I do. I love Somebody. With so much unabridged passion that I’m slightly shamed by the fact.
Of course, I’m speaking of the song by Depeche Mode. But before you rush to judgment, understand that it’s more than just a crack in my tough–guy façade. It’s a fissure in the rampart.
I Do Not Like Depeche Mode
It’s not that I dislike the people who are a part of Depeche Mode. I am sure that they are perfectly fine human beings. I am just not a fan of their overall body of work. I am much more a Classic Rock sort of guy at my core, with an affinity for 1980s rock and power ballads, 1990s borderline–Emo post–punk music (NIN) and Elvis Aaron Presley.
OK, to be honest, I’m all over the board. But I know what I like, and Depeche Mode doesn’t usually fall in the category of things that I like.
In fact, funny story: in Senior year of high school, we had these fake “dating computer” matchmaking exercises run. The girl and I who got the highest match not only never dated, she was a Depeche Mode fan and I was a staunch Van Halen guy. She even boldly stated to me that DM was “way better” than VH.
Seriously, that computer was seriously screwed up if it thought I could bridge a divide that far.
But I have a weakness for one song.
It’s A Sweet Song
It’s delicate, it’s soft and it’s vulnerable, three things of which I hate to think. All three of them are symptoms of weakness, and weakness is to be driven from your heart like villagers before the Visigoth hordes.*
*I’m not serious, silly.
Despite this, the song gives you permission to be those things. It treads lightly and captures that spirit of fresh and hopeful love—one unencumbered by baggage or cynicism. It believes, and encourages belief, in a pure and fulfilling love that is not eternally out of reach (unlike a lot of pop songs) but is just a question of time and opportunity.

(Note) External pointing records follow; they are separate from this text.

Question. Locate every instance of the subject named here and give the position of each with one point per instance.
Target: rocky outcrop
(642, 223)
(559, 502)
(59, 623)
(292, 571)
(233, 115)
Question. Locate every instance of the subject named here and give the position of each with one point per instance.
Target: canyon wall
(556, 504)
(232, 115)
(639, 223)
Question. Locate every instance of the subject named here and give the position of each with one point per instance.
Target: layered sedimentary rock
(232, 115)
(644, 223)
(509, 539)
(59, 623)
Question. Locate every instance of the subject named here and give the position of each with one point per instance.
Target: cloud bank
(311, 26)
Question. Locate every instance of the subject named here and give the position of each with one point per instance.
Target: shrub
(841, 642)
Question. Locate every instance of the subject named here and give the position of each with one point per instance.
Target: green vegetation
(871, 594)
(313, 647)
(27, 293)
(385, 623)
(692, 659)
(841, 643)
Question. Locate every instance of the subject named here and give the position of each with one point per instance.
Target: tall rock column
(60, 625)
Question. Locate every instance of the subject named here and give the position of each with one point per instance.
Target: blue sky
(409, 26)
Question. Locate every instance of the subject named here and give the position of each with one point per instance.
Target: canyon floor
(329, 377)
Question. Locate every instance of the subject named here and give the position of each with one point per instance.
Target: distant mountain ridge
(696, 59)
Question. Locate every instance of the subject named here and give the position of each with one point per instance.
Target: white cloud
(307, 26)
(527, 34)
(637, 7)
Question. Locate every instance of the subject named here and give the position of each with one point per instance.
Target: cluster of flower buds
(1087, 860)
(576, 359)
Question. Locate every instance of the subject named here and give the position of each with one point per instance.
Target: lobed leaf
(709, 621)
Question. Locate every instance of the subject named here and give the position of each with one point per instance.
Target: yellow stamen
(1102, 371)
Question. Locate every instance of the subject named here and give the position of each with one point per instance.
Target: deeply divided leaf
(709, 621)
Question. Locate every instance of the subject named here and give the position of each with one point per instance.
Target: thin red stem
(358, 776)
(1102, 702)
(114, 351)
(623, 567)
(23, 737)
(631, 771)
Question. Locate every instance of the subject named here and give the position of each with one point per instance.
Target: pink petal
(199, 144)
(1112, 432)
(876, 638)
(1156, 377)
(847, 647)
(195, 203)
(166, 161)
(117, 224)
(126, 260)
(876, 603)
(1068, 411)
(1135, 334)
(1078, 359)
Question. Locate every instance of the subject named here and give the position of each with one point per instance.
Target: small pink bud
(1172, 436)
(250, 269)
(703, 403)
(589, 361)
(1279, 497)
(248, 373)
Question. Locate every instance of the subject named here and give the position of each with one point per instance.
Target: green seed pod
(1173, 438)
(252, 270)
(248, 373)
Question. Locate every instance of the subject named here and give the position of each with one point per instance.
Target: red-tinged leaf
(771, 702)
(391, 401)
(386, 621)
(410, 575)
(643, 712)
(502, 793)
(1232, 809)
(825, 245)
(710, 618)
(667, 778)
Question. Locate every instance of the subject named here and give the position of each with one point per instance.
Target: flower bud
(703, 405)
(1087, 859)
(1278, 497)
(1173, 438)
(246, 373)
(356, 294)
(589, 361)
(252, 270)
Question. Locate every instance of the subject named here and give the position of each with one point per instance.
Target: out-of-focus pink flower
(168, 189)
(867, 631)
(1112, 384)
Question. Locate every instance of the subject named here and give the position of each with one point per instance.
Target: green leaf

It even speaks to the idea that the one you love “won’t easily be converted” to your way of thinking and that it’s OK not to march in lock–step on everything. In essence, this mythical Somebody is not someone who is simply you in different chromosomes, but someone real that is greater than the sum of their parts when they come to you.
Full Disclosure: Special Memories
Agent Bun might not want to read any further. But I’m writing about something that happened more than 20 years ago at this point, so I think the statute of limitations is up.
When I was 16, I was still socially awkward (Someday I won’t be! Hope springs eternal!) and didn’t quite understand the feelings I felt toward someone in particular. She was sweet and kind, and had a generous heart and benevolent smile.
So inevitably, I became infatuated with her. (This was a pattern that Hawk noticed over time, and chided me about it kindly. For years.)
We spoke on the phone every single night and talked about everything and anything that we could think of, under the guise of friendship. Though I don’t recall any conversations, I believe I was quite the charmer. Probably also Star Wars. Pretty sure that was in the mix.
When we saw each other in school every weekday, I wasn’t even aware we were flirting, but we were. Apparently everyone noticed it but me. Self–esteem goes a long way to noticing that, though, and mine was low enough that I would never have presumed any girl would be interested in me.
So one night, on the phone in the kitchen, the one on the wall by the back windows, I was talking to her. We had lost power (a relatively frequent occurrence on the hinterlands), so all I had was a flashlight, a candle, and her voice in my ear. I knew that she sang and I told her I thought she had a nice voice. I meant this as a sincere lack–of–subtext compliment.
So at some point, she asked if I’d heard the song Somebody by Depeche Mode. Of course I had not.
So she sang it to me.
It was at that moment that I remember thinking, “does she ‘like’ me too?”
The conversation ended (probably awkwardly) soon after that, and I was still too full of self–doubt to think that I understood the situation correctly. I could be stupid like that, another fact that Hawk teased me about every time I stumbled over myself. Hawk has a special license in his wallet allowing that at all times. I regret printing it.*
*Not literally. That would be weird.
So to some extent, whenever I hear the song, I’m reminded of being 16, awkward and hopelessly in love with the idea that Somebody could feel that same sort of special feeling about me that I did about them.
And the song is structured in that light, airy style that just feels like young and innocent romance.
So yeah, for many reasons, I love Somebody.